Uncovering meaning behind paintings or sculptures drew Wayne Craven to the study of art, and sharing that information with others drew him to teaching.
Throughout his career, the recently retired Henry Francis du Pont Winterthur Professor of Art History was able to transfer his enthusiasm to his students, leaving a legacy of scholarly research and appreciation of American art.
In March, the Delaware Symposium on American Art, the oldest permanent forum for the presentation of new research in the history of the art of the United States, honored Craven on his 70th birthday for his contributions to the field.
Seven of the presenters were Craven's former students in UD's doctoral program in art history, and their return showcased Craven's success as a teacher and an adviser during 39 years at UD.
"I have always learned from my students, so when they came back and did such a wonderful program," he says, "it was just a tremendous reward. For all of the time it takes to train the graduate students, ultimately, it's worth it because they do such great things."
Craven includes the accomplishments of his students with his own list of achievements. Some hold professional positions at such notable places as the Metropolitan Museum of American Art, the Philadelphia Museum of Art, Monticello and the Museum of Fine Arts in Boston. Others have gone on to work at such educational institutions as the University of Virginia, the Massachusetts Institute of Technology and the University of North Carolina.
"For those of us that teach, I think one of the important things to do is to convey to students the joy that we ourselves find in knowing and understanding things," says Craven, who received UD's excellence-in-teaching award in 1987. "When I put something beautiful up on the screen in the classroom, my job is over half done. The students warm to it. They like looking at beautiful things.
"Many of my books grew out of my classroom discussions and not just from my graduate classes. If I could tell by the questions from my undergraduates that the way I presented something wasn't that clear, I would rethink it, asking 'How can I make this point more convincing?' They knew things that I didn't know, and I hoped that they would also learn from me."
Craven, who originally trained to be an artist at the John Herron Art School, received his bachelor's and master's degrees from Indiana University. He earned his Ph.D. at Columbia University, where he wrote his doctoral dissertation, Iconography and Style
of the 13th-Century Sculptures of the West Façade of Auxerre Cathedral.
After studying to be a medievalist for so many years, his interest in American art happened almost by accident when he was asked to teach a course in that subject during his first year at UD. Not knowing much about the subject, Craven admits to scurrying around to find information on the relatively unknown field.
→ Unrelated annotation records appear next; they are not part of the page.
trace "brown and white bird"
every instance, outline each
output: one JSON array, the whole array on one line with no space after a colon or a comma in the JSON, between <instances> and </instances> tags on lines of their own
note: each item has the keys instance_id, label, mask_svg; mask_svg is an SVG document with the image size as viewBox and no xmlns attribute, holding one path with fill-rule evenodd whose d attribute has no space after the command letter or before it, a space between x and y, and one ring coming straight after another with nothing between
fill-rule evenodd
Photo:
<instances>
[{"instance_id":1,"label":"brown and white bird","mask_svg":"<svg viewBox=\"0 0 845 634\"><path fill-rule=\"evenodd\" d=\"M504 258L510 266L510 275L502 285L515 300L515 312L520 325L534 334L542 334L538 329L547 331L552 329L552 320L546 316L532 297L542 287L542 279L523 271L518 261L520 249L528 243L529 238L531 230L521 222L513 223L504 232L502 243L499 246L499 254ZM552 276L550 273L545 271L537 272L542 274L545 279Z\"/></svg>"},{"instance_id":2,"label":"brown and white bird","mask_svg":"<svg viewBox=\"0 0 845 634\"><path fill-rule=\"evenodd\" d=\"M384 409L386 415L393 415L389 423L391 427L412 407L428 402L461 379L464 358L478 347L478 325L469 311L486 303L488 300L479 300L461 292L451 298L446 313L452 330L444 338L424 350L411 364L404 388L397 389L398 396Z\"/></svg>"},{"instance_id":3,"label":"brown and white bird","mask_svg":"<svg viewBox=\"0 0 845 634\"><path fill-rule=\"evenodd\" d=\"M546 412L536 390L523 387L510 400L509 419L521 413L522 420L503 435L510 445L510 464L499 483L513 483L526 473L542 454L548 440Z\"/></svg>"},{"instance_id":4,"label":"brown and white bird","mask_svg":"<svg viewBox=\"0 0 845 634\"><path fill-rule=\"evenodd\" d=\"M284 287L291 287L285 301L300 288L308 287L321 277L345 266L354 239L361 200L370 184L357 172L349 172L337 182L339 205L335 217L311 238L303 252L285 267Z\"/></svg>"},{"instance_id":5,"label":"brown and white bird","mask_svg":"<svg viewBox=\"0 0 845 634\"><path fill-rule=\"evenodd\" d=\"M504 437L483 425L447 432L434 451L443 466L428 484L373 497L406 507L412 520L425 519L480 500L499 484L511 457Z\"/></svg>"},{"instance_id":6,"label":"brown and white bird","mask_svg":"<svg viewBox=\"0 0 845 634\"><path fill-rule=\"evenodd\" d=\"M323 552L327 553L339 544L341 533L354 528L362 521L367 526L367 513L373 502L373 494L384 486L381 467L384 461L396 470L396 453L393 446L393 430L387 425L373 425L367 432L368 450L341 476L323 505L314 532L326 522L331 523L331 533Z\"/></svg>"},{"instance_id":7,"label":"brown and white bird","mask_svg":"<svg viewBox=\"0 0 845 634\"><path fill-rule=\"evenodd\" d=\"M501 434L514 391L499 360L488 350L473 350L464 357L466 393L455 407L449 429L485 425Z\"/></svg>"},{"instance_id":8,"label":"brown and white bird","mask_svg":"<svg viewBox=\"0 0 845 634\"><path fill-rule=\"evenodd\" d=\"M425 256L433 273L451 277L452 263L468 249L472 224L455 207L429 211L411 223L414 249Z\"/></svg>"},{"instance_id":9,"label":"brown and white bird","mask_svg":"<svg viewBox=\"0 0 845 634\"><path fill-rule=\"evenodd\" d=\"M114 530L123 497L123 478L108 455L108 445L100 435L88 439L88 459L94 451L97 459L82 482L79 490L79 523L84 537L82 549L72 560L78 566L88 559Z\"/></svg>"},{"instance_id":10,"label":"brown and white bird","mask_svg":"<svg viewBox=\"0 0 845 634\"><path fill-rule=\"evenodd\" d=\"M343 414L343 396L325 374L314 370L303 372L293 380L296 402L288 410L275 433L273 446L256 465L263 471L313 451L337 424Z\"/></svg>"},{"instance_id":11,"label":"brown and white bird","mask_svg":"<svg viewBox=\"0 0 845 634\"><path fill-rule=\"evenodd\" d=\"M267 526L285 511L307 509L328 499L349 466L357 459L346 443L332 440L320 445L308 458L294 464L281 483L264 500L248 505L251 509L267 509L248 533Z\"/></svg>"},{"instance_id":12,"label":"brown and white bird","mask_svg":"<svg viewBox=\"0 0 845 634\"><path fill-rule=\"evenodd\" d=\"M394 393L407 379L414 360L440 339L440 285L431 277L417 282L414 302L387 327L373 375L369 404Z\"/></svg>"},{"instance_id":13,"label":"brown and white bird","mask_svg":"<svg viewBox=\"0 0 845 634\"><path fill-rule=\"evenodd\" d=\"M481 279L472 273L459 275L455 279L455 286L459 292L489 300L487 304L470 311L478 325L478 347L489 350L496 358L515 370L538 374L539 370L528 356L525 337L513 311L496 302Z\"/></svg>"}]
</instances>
But, once he began teaching the course, he found the subjects and the style of the art held an attraction for him.
"With American art," he said, "I felt so much more. I was dealing with the heart of my own people, and I had an affinity for it that had never happened when I was studying medieval art."
As he was preparing for the next semester, Craven decided there was an incomplete listing of American sculpture. So, in the summer of 1964, he and his wife, Lorna, started in Maine and worked their way south to Charleston, S.C., and then west to Cincinnati. They went to every cemetery, public park, library and town hall--any place they might find a sculpture.
"It took the whole summer," Craven remembers. "When I got to Cincinnati, the muffler fell off of my car. The car and I both said, 'This is enough.'"
Methodically, Craven kept all of the information he collected that summer on 3x5 cards, with photos of the pieces attached. He then allowed the Smithsonian to add his research to an ongoing pilot project on American art. Craven contributed 14,000 pieces from his index.
"The Smithsonian sent a truck up to Old College, backed it up the building and carried off all of my index and photographs," he says. "All I could picture was this truck lying on its side on the road with pieces of paper blowing everywhere. I said to myself, 'There goes my index.'"
His information made the trip, however, and is now part of the Index of American Sculpture, which is the basis for a computerized research archive at the National Museum of American Art.
Craven's interest in what drives an artist to make a certain artwork sparked his interest in art history.
"There is an intuitive reaction that you have to art--some you like, some you don't," he says. "The art is beautiful, but it can't tell us what it's about. It can only present its image. So, what the art historian does, particularly the teacher of art history, is explain what was important in that society-politically and religiously. We explain the artist's upbringing, for whom was the artist working and what the artist himself was really interested in. Once you start to ask and answer these questions, you know more about the work of art."
Craven's knack for shedding light on artwork by examining the artist's world also won him the 1984 Francis Alison Faculty Award. And, this year's symposium showed Craven that his influence on students and their work did not end with his retirement in December.
"At the end of the symposium presentation, people started clapping, the way you do at the end of a program to show you enjoy it," he says. "So, I started clapping too, and my wife elbowed me and said, 'Stand up, they're clapping for you!' And I stood up and looked around. The whole auditorium was clapping, and all the speakers on stage had big smiles on their faces.
"I think one of the most rewarding things about my profession is all of the great and wonderful things that my students have done. Their affection for the learning process that we went through together was genuine. You could tell at that moment that it was real."